Run the following command to grant specific permissions to the "myuser" user.
- Mysql> GRANT <privileges> ON <database>. <table> TO 'myuser' @ 'localhost ';
In the preceding command, <privileges> indicates a list of permissions separated by commas. If you want to grant permissions to any database (or table), use the asterisk (*) instead of the database (or table) Name.
For example, grant CREATE and INSERT permissions to all databases/tables:
- Mysql> grant create, insert on *. * TO 'myuser' @ 'localhost ';
Verify the full permissions granted to the user:
- Mysql> show grants for 'myuser' @ 'localhost ';
Grant all permissions to all databases/tables:
- Mysql> grant all on *. * TO 'myuser' @ 'localhost ';
You can also delete your existing permissions. Run the following command to revoke the existing permissions of the "myuser" account:
- Mysql> REVOKE <privileges> ON <database>. <table> FROM 'myuser' @ 'localhost ';
Add resource limits for users
In MySQL, you can set MySQL resource usage restrictions for individual users. The following restrictions apply to available resources:
- MAX_QUERIES_PER_HOUR: Maximum number of requests per hour
- MAX_UPDATES_PER_HOUR: Maximum number of updates per hour allowed
- MAX_CONNECTIONS_PER_HOUR: Maximum number of connections allowed per hour (LCTT and MySQL global variable: max_user_connections jointly determine the number of simultaneous connections from the user to the database)
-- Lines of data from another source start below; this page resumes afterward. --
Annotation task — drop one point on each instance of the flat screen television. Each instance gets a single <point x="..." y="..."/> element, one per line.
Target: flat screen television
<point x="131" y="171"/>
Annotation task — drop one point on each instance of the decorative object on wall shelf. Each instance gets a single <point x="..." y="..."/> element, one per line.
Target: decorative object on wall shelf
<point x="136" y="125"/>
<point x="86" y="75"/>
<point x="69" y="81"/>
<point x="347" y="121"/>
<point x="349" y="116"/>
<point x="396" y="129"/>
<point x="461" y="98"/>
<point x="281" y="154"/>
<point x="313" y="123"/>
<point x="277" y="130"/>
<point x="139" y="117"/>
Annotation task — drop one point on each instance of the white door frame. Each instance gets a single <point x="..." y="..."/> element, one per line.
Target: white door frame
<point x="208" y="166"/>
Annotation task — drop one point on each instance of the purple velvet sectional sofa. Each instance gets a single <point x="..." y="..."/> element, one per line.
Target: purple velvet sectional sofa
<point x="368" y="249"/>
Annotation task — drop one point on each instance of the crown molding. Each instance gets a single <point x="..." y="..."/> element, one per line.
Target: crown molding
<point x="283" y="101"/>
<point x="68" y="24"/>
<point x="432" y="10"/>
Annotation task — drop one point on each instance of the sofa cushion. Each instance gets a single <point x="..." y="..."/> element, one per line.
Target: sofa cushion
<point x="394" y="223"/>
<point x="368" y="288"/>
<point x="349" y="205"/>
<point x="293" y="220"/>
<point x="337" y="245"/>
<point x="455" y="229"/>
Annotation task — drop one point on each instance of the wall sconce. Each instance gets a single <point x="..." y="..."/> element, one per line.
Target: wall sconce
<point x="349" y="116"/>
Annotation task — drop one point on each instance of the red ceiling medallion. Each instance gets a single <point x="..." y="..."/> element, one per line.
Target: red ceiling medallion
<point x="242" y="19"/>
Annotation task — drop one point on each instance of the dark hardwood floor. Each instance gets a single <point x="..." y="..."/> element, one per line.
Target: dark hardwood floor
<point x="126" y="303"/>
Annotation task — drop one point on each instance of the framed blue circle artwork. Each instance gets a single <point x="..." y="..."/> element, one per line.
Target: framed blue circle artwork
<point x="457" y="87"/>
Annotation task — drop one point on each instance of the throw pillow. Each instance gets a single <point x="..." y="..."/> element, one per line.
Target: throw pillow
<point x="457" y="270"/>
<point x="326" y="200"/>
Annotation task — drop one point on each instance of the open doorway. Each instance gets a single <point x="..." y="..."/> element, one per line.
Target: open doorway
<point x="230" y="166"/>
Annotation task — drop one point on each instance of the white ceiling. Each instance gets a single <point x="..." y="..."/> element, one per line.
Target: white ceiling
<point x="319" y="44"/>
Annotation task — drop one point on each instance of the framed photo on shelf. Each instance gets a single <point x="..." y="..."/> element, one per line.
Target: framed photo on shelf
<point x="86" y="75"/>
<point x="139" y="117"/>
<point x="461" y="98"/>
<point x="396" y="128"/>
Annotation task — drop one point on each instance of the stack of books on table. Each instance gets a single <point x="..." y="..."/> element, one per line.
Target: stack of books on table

- MAX_USER_CONNECTIONS: number of simultaneous connections to the server
Run the following command to add a resource limit for the "myuser" account:
- Mysql> grant usage on <database>. <table> TO 'myuser' @ 'localhost' WITH <resource-limits>;
In <resource-limits>, you can specify multiple resource limits separated by spaces.
For example, add MAXQUERIESPERHOUR and MAXCONNECTIONSPERHOUR resource restrictions:
- Mysql> grant usage on *. * TO 'myuser' @ 'localhost' WITH MAX_QUERIES_PER_HOUR 30 MAX_CONNECTIONS_PER_HOUR 6;
Verify the user's resource restrictions:
- Mysql> show grants for 'myuser' @ 'localhost;
The last important step to create and set a MySQL user is:
- Mysql> flush privileges;
The change takes effect. Now the MySQL user account can be used.